Makam odasının kapısı açıktı. Kapı duvar değil, herkes derdini anlatıyordu. Çaylar geliyor, boşlar gidiyor, koltuklar hiç boş kalmıyordu. Sorunlar not ediliyor, anında yapılması gerekenler telefonla gerekli birime ulaştırılıyordu. Arada sırada bana bakıp, “Savaş hocam, kusura bakma iki kelime konuşamadık” diyor. “Lütfen Başkanım, siz işinize bakın” diyorum.
Kalkma zamanı gelmişti. İçerideki kalabalığın coşkusu görülmeye değerdi. İzin istedim, yerinden kalktı, gerçi pek yerine de oturdu diyemem. “Siz istemediğiniz sürece bu insanlar sizi bırakmaz” deyince gözleri ışıldadı. “Geldiğin için ayağına sağlık, zamanın varsa görüşelim” dedi.
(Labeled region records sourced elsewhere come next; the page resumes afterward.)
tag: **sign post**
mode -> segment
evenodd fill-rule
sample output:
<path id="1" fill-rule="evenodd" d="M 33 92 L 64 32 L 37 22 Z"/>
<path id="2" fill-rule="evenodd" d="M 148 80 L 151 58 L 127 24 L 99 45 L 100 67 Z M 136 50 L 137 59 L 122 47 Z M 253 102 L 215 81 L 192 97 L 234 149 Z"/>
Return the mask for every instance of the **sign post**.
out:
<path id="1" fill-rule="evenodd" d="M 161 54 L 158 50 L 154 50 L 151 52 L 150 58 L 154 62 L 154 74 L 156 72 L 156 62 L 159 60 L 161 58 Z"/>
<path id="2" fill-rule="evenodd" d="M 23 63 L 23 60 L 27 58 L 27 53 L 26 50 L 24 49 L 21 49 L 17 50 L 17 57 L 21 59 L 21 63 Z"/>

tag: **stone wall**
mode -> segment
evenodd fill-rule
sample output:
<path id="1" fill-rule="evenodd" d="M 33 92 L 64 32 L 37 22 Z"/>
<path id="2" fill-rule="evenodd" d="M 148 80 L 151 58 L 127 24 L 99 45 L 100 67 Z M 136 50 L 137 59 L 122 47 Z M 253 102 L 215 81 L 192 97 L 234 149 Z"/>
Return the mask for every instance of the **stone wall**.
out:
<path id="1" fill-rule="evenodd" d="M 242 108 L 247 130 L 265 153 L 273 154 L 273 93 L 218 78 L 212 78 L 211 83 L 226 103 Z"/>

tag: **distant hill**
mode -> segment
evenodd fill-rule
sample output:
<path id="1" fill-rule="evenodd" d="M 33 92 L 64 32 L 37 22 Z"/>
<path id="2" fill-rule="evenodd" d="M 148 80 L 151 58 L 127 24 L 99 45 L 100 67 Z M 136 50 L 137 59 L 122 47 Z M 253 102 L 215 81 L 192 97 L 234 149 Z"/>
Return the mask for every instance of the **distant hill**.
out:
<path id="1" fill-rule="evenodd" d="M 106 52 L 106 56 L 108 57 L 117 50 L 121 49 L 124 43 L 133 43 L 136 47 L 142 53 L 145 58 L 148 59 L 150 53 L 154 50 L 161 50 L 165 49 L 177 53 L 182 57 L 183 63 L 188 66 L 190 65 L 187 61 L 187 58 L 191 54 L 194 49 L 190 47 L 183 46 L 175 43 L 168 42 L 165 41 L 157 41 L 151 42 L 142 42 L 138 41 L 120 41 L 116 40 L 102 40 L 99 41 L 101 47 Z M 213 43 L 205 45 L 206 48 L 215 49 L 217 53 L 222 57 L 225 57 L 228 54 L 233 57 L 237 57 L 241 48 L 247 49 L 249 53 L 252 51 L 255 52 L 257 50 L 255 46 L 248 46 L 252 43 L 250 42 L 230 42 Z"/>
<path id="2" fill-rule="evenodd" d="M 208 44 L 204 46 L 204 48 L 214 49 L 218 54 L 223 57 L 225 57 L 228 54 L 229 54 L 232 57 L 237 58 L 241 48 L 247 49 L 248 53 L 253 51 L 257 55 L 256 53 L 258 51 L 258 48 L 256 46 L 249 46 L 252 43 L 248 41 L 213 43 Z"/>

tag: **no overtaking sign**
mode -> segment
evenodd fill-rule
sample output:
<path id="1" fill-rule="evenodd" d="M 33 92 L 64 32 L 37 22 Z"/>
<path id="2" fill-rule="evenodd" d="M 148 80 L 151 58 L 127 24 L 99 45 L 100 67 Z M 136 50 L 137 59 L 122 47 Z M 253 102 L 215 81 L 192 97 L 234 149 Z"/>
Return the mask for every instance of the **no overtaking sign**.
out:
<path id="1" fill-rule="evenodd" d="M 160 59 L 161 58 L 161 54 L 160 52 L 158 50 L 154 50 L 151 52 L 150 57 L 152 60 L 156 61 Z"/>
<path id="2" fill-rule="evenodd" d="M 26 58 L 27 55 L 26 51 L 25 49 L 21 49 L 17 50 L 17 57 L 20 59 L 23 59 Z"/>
İnce insanın hali başkaydı. Kapının açık olduğunu herkes biliyordu. Makam odasına gizlenen başkanlardan değildi Cemal Başkan. Çoğu yerde başkanı görmek olacak iş değildir. Çok önemliyse yardımcıları ya da sekreteriyle görüşebilirdik. Yaşadığım yerde çoğu başkanı çok iyi tanımama karşın, odasına girmek kolay değildir. Ancak bir toplantıda, sergide, panelde karşılaşırsak özlem gideririz. Cemal Başkan’ın iyi niyeti güzel de halkın da biraz ölçülü olması gerekir. Anadolu’da kuzum kaçtı, danam üç gündür kayıp gibi şikayetlerle makamlara gidenlerin az olmadığını az çok biliyoruz.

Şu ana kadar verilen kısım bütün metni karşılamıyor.